- Location of Henrietta, Missouri
- Coordinates: 39°14′13″N 93°56′18″W﻿ / ﻿39.23694°N 93.93833°W
- Country: United States
- State: Missouri
- County: Ray
- Incorporated: 1874

Area
- • Total: 0.59 sq mi (1.54 km^{2})
- • Land: 0.59 sq mi (1.54 km^{2})
- • Water: 0 sq mi (0.00 km^{2})
- Elevation: 705 ft (215 m)

Population (2020)
- • Total: 278
- • Density: 466.1/sq mi (179.97/km^{2})
- Time zone: UTC-6 (Central (CST))
- • Summer (DST): UTC-5 (CDT)
- ZIP code: 64036
- Area codes: 816, 975
- FIPS code: 29-31654
- GNIS feature ID: 2394353
- Website: cityofhenrietta.org

= Henrietta, Missouri =

Henrietta is a city in southern Ray County, Missouri, and part of the Kansas City metropolitan area within the United States.

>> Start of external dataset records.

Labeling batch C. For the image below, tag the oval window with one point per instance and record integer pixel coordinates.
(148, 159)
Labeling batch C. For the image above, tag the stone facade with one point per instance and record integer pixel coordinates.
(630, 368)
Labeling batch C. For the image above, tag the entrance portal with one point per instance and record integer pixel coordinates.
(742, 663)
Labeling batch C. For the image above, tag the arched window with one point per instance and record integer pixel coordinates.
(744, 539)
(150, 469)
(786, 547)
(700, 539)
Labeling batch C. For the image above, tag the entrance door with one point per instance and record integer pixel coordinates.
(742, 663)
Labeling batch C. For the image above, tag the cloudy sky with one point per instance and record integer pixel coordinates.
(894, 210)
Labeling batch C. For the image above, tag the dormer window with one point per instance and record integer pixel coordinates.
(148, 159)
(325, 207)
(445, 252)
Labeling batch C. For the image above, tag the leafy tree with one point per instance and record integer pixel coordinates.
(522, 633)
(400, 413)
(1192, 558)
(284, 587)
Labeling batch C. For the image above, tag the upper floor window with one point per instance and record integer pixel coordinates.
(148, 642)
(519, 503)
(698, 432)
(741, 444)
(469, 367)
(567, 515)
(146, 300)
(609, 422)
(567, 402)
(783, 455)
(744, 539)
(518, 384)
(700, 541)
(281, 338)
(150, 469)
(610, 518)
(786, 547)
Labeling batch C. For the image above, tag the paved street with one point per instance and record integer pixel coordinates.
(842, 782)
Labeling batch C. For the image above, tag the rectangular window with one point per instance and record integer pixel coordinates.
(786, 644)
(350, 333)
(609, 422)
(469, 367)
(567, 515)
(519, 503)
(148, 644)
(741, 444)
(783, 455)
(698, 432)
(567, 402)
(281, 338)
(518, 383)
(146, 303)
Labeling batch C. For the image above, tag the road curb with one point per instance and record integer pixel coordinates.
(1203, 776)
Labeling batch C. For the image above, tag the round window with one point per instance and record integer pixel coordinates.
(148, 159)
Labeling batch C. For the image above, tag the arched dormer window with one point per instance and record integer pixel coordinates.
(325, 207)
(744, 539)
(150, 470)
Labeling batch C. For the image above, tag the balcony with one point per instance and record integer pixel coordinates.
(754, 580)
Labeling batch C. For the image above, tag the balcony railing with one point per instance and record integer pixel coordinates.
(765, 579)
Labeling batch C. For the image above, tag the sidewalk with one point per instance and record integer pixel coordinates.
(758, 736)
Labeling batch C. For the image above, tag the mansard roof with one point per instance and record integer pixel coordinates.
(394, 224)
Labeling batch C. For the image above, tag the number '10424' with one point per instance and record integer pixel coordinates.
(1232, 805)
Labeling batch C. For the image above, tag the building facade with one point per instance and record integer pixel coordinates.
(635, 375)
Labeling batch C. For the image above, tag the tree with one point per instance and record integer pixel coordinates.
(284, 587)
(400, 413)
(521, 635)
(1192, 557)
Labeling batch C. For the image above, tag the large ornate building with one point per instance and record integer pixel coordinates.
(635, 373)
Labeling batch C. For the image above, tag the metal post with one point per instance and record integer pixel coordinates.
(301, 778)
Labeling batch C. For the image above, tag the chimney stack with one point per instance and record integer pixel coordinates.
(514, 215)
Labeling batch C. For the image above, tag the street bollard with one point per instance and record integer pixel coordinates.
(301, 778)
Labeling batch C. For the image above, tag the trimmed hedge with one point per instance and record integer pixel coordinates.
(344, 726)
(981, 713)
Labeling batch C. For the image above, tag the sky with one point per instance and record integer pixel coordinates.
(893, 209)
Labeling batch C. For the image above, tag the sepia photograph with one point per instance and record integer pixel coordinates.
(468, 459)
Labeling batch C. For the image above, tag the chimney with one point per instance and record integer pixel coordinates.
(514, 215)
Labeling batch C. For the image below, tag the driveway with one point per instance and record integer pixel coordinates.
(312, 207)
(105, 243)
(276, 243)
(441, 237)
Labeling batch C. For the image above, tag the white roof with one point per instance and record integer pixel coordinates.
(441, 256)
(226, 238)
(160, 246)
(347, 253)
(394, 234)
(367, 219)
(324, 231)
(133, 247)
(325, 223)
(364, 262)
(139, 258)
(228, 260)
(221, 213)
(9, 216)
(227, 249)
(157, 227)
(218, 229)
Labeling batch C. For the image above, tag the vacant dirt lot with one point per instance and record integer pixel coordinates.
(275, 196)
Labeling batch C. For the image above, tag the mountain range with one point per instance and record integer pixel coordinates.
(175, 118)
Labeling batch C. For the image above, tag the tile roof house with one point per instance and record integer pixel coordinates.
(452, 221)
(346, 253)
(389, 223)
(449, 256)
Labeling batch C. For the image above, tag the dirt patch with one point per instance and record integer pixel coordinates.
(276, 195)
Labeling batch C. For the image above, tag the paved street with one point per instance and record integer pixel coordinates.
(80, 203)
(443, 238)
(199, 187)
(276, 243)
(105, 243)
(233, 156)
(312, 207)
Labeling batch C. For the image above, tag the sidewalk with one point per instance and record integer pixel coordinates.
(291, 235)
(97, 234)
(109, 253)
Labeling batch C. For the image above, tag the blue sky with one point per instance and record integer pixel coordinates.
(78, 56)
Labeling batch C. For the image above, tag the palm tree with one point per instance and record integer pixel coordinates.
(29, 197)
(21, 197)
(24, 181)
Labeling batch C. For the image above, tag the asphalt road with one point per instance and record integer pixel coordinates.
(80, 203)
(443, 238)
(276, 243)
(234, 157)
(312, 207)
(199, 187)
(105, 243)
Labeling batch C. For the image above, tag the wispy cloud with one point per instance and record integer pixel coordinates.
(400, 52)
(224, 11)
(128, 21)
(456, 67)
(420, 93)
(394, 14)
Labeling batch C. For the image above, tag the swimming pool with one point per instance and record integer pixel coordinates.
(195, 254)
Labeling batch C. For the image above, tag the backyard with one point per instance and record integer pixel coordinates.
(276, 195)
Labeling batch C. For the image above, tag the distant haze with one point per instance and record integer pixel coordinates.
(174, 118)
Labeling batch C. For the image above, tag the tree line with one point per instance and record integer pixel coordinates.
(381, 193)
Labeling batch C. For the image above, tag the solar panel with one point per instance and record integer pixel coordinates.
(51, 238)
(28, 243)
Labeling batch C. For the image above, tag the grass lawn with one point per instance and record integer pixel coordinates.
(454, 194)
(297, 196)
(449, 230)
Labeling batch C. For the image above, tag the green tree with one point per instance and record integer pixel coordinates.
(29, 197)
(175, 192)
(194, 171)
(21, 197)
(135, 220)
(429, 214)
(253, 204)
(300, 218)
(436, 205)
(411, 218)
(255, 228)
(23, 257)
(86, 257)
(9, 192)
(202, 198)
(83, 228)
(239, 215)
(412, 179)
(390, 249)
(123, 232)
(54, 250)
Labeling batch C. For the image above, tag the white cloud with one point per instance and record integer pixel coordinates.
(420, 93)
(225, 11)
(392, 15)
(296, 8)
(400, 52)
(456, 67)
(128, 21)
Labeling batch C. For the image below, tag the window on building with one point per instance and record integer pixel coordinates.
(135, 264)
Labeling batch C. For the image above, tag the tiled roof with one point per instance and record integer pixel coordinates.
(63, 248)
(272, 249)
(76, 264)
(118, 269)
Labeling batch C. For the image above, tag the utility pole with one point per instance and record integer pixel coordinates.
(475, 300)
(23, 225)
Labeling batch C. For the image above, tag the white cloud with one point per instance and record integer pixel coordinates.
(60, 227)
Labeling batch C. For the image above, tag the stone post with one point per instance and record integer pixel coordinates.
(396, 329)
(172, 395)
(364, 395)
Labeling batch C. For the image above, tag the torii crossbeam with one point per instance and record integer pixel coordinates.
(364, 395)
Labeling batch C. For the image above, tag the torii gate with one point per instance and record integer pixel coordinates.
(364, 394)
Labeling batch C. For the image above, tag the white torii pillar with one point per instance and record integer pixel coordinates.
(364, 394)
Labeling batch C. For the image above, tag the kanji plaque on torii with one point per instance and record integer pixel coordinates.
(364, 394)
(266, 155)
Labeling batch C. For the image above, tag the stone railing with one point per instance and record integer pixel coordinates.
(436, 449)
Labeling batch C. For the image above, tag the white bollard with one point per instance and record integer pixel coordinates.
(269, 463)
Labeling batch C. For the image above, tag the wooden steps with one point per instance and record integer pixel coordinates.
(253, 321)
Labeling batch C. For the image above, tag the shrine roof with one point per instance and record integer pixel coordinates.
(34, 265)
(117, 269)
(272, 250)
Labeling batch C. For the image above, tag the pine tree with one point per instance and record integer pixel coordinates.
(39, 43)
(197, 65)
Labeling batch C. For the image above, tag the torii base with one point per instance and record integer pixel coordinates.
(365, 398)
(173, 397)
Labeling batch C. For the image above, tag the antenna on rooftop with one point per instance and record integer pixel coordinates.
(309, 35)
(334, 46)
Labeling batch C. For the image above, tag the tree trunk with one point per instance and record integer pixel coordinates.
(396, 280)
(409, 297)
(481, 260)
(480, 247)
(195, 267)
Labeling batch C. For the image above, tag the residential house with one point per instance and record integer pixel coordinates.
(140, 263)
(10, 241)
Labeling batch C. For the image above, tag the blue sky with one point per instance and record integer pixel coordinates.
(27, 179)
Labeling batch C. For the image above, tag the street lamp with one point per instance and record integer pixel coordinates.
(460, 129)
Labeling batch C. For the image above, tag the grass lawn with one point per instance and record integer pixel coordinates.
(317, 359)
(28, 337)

The population was 278 at the 2020 census.

==History==
Henrietta was platted in 1868, and named after Henrietta Watkins, the wife of a first settler. A variant name was "Henry". A post office called Henry was established in 1869, and the name was changed to Henrietta in 1908.

==Geography==
Henrietta is 27 mi east of Independence and 35 mi east of Kansas City. Henrietta is part of the Kansas City metropolitan area.

According to the United States Census Bureau, the city has a total area of 0.60 sqmi, all land.

==Demographics==

Historical population
| Census | Pop. | Note | %± |
| 1890 | 315 |  | — |
| 1900 | 385 |  | 22.2% |
| 1910 | 443 |  | 15.1% |
| 1920 | 630 |  | 42.2% |
| 1930 | 632 |  | 0.3% |
| 1940 | 544 |  | −13.9% |
| 1950 | 462 |  | −15.1% |
| 1960 | 497 |  | 7.6% |
| 1970 | 466 |  | −6.2% |
| 1980 | 424 |  | −9.0% |
| 1990 | 412 |  | −2.8% |
| 2000 | 457 |  | 10.9% |
| 2010 | 369 |  | −19.3% |
| 2020 | 278 |  | −24.7% |
U.S. Decennial Census

===2010 census===
As of the census of 2010, there were 369 people, 109 households, and 75 families living in the city. The population density was 615.0 PD/sqmi. There were 141 housing units at an average density of 235.0 /sqmi. The racial makeup of the city was 93.5% White, 5.4% African American, 0.5% Native American, 0.3% from other races, and 0.3% from two or more races. Hispanic or Latino of any race were 4.6% of the population.

There were 109 households, of which 34.9% had children under the age of 18 living with them, 43.1% were married couples living together, 17.4% had a female householder with no husband present, 8.3% had a male householder with no wife present, and 31.2% were non-families. 22.9% of all households were made up of individuals, and 7.4% had someone living alone who was 65 years of age or older. The average household size was 2.64 and the average family size was 3.03.

The median age in the city was 37.1 years. 21.4% of residents were under the age of 18; 11.9% were between the ages of 18 and 24; 29.5% were from 25 to 44; 27.1% were from 45 to 64; and 10% were 65 years of age or older. The gender makeup of the city was 55.8% male and 44.2% female.

===2000 census===
As of the census of 2000, there were 457 people, 124 households, and 83 families living in the city. The population density was 765.0 PD/sqmi. There were 149 housing units at an average density of 249.4 /sqmi. The racial makeup of the city was 88.62% White, 7.00% African American, 0.66% Native American, 2.19% from other races, and 1.53% from two or more races. Hispanic or Latino of any race were 3.28% of the population.

There were 124 households, out of which 35.5% had children under the age of 18 living with them, 51.6% were married couples living together, 9.7% had a female householder with no husband present, and 32.3% were non-families. 27.4% of all households were made up of individuals, and 7.3% had someone living alone who was 65 years of age or older. The average household size was 2.69 and the average family size was 3.30.

In the city the population was spread out, with 21.4% under the age of 18, 16.0% from 18 to 24, 37.0% from 25 to 44, 16.4% from 45 to 64, and 9.2% who were 65 years of age or older. The median age was 30 years. For every 100 females there were 153.9 males. For every 100 females age 18 and over, there were 182.7 males.

The median income for a household in the city was $33,750, and the median income for a family was $40,357. Males had a median income of $29,432 versus $24,500 for females. The per capita income for the city was $16,129. About 6.0% of families and 11.3% of the population were below the poverty line, including 13.8% of those under age 18 and none of those age 65 or over.

==Education==
It is in the Richmond R-XVI School District.